Al di là dei risvolti storici e culturali (se non iniziatici ed esoterici), la storia è istruttiva su come funzionavano le cose nei bei tempi andati: uno ti dava i soldi e tu scrivevi quello che volevi. È chiaro che il tutto rimaneva confinato nel recinto della cultura dominante, ma con mille dollari al mese ci si poteva ritagliarsi tranquillamente il proprio spazio. Non che poi Terzani, con tutto il rispetto, fosse un campione di onestà intellettuale: la sua intera bibliografia è all’insegna dell’ipocrisia (e del pentimento tardivo), prima nei confronti dei più sanguinari regimi socialisti, poi con la passione per l’orientalismo spinto, la medicina alternativa e le buddhanate varie, che al momento opportuno mise da parte per affidarsi all’esecrabile farmacopea “occidentale”.
È così quindi che nascevano i “venerati maestri” (l’espressione, come è noto, è di Berselli, che ovviamente non risparmiò i suoi strali anche per il “terzansimo”); oggi purtroppo non c’è più un Mattioli che creda in noi (a parti certuni che ci chiedono di venderci senza nemmeno pagarci). Penso che l’unico “mecenate” su cui dovremmo contare tra qualche anno sarà il solo Bacchelli.

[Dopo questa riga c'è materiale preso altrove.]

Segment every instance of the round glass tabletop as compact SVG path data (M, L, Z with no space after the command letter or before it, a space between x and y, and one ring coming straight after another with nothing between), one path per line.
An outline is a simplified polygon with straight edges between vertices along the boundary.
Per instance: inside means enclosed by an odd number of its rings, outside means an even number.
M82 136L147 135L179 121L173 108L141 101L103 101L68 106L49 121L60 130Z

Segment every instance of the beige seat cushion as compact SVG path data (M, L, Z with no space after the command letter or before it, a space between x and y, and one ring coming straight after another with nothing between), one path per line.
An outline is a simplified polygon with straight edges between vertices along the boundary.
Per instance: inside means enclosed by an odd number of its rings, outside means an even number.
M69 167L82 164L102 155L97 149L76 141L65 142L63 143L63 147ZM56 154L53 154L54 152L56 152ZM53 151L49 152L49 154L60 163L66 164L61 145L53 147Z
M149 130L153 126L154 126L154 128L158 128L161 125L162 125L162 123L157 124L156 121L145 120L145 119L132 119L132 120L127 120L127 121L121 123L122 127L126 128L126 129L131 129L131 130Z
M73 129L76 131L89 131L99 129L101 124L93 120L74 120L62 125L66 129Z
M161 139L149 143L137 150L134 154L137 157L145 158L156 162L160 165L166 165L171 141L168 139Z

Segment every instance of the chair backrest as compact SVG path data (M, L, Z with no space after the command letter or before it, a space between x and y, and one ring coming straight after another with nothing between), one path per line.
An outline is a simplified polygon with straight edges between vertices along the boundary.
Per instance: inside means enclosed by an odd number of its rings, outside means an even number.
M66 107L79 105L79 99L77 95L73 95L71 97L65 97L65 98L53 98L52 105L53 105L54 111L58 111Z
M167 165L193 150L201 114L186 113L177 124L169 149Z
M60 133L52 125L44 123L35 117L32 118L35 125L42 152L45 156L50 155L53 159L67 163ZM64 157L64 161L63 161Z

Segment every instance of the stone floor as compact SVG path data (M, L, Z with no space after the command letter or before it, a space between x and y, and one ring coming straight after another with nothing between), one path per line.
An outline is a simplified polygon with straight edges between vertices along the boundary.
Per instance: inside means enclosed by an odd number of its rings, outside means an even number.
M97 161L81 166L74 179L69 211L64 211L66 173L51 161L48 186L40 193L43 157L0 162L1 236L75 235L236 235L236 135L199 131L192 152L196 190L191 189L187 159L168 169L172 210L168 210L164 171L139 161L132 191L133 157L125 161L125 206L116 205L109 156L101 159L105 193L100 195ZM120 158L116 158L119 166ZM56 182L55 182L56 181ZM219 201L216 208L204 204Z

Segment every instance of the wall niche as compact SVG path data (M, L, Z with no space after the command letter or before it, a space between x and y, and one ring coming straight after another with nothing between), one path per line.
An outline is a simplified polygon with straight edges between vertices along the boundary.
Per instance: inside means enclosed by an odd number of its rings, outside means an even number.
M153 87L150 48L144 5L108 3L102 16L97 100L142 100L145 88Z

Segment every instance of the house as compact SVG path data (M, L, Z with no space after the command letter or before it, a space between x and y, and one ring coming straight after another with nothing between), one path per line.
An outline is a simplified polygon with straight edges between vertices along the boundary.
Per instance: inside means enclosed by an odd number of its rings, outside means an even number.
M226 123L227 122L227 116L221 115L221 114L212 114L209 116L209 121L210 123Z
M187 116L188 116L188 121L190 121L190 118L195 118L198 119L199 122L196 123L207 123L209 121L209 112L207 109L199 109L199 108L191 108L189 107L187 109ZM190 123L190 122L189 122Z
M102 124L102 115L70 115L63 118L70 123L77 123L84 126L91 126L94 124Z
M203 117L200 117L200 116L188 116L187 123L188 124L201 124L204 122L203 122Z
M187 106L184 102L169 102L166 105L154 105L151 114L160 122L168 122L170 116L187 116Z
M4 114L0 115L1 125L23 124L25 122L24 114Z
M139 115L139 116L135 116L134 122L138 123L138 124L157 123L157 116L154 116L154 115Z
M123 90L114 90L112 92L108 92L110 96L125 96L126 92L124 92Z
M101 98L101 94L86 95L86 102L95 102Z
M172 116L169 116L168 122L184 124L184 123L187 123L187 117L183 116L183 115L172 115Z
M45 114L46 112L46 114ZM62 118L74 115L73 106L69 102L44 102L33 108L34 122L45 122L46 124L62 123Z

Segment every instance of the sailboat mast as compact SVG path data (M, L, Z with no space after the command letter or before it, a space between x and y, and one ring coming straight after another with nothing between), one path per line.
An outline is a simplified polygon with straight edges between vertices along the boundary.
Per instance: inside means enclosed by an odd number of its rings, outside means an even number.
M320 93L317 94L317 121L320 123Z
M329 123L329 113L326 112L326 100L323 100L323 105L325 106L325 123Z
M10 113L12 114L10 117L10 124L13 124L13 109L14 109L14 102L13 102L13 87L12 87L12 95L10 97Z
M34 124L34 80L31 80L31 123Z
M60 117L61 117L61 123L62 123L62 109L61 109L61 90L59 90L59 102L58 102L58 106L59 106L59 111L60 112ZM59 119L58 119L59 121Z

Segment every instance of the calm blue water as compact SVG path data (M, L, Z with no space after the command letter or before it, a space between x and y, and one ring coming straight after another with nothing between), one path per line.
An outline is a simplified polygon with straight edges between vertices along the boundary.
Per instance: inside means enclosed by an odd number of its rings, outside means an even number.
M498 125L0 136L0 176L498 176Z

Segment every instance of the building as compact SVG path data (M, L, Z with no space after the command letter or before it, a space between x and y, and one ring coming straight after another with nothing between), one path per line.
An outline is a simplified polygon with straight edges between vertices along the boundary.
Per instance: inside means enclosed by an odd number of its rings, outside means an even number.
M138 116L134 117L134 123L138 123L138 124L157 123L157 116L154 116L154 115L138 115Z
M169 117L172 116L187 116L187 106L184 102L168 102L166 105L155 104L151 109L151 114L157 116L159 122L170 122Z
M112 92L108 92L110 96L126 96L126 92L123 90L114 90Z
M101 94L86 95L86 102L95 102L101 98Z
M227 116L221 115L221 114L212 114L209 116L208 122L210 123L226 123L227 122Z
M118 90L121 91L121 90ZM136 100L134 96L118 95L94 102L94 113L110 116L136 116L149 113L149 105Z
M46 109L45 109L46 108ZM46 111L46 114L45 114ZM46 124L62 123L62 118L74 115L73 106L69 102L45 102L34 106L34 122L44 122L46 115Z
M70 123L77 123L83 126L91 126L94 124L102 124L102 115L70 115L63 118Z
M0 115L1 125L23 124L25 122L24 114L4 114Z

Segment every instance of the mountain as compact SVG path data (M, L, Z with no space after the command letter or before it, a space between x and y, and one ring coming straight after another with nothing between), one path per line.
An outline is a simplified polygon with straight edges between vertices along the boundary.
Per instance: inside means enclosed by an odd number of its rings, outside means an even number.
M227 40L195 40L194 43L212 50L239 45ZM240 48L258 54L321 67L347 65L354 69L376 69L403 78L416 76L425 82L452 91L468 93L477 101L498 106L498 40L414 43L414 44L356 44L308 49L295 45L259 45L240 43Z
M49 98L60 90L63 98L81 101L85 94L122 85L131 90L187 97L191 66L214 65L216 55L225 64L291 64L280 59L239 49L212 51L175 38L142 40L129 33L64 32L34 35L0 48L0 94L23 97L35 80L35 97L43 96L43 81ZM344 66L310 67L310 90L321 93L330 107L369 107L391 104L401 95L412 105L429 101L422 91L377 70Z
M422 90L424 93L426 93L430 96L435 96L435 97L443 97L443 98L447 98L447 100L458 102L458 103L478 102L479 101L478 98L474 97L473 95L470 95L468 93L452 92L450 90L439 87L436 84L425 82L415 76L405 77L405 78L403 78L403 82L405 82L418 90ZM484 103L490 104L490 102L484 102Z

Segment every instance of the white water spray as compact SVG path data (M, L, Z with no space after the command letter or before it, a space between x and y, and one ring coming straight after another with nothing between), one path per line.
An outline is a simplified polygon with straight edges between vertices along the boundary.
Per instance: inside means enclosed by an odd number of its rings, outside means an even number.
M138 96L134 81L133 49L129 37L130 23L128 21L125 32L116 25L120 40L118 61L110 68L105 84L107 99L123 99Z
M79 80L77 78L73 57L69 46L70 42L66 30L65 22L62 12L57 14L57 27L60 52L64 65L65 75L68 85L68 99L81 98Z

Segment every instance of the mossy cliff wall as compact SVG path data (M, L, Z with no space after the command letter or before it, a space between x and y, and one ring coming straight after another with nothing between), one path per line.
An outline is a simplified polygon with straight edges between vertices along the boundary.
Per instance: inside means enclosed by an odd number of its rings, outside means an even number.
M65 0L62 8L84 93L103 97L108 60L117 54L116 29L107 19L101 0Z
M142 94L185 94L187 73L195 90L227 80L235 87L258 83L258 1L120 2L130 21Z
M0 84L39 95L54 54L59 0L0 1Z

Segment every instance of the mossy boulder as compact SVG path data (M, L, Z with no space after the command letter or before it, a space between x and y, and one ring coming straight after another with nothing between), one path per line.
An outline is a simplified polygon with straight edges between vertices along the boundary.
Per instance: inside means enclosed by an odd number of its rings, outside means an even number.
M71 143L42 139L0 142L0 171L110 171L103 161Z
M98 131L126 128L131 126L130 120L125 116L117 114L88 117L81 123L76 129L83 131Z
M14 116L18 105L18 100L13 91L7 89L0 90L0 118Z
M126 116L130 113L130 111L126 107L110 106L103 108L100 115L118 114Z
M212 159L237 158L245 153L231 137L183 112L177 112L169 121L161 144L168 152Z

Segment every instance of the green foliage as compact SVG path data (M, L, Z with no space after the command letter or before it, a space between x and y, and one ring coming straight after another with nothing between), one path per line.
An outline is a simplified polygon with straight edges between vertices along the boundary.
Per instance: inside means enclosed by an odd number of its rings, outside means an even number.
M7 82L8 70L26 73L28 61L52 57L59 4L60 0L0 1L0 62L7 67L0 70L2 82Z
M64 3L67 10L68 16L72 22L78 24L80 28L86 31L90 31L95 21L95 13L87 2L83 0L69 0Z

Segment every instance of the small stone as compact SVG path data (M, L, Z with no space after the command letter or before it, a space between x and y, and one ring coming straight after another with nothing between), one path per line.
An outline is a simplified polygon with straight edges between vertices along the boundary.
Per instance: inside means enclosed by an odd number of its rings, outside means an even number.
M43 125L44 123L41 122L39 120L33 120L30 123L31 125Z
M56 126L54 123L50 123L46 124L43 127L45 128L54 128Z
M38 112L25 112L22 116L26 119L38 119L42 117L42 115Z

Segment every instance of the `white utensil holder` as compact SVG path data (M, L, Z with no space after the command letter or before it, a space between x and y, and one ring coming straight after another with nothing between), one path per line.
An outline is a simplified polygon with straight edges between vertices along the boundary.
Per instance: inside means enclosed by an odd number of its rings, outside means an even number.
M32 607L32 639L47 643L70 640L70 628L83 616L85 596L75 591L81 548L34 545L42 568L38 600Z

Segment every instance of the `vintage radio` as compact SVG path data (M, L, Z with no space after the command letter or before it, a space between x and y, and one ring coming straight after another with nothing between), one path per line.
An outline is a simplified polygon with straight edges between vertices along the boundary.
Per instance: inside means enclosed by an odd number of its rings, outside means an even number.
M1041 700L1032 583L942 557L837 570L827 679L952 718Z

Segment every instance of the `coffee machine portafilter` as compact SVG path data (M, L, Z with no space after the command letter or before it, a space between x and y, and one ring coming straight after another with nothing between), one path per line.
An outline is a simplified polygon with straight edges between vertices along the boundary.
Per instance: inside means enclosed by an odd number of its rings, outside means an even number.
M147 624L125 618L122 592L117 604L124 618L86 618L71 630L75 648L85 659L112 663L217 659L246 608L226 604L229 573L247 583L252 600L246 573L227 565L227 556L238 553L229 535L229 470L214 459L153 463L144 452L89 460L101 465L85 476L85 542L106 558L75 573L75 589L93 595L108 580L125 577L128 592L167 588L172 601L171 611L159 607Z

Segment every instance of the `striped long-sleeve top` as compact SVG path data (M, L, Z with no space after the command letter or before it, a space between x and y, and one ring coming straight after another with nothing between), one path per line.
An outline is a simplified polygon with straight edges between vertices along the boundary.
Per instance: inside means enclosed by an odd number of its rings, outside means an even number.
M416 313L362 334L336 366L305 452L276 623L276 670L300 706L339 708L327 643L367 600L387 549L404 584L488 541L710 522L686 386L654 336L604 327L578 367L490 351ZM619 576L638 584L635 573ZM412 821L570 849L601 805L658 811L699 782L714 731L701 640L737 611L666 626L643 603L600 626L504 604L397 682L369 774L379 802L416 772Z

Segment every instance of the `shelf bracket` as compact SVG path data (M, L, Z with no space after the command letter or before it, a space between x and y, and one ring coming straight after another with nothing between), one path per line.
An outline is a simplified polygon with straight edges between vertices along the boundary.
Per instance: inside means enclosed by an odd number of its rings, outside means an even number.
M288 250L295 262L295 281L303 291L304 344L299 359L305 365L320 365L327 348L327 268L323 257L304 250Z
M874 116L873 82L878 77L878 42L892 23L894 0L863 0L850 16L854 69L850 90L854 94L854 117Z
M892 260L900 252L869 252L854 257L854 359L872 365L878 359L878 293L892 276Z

In un articolo apparso sul «Corriere della Sera» del 15 febbraio 2011, a cura di Sandro Gerbi [1b], intitolato “Quel sogno divinatorio di Raffaele Mattioli. In una telefonata emerge una qualità poco nota del Presidente della Comit”, viene narrato un episodio intercorso agli inizi del 1973 tra Gianluigi Gabetti (ex Presidente della Finanziaria della FIAT) e Raffaele Mattioli, il quale chiama a casa sua Gianluigi Gabetti, nel febbraio del 1973 e, davanti a Sandro Gerbi che era andato a fargli visita, gli chiede: «Stanotte ho fatto un sogno. In prossimità della tua villa osservavo ai bordi della strada dei grossi mucchi di ghiaia. Allora mi sono domandato: ‘Che ci stanno a fare?’. Gabetti: ‘In effetti, dottor Mattioli, il vialetto di accesso era piuttosto malandato, così ho deciso di sistemarlo, sostituendo il vecchio pietrisco; e i lavori sono cominciati proprio in questi giorni!’. Mattioli: ‘Grazie avevo proprio bisogno di sapere se le mie capacità stregonesche erano rimaste intatte’». Mattioli morì cinque mesi dopo tale episodio (esattamente il 27 luglio del 1973), che è stato narrato anche dallo stesso ing. Gianluigi Gabetti (Corriere della Sera, 25 novembre 2007).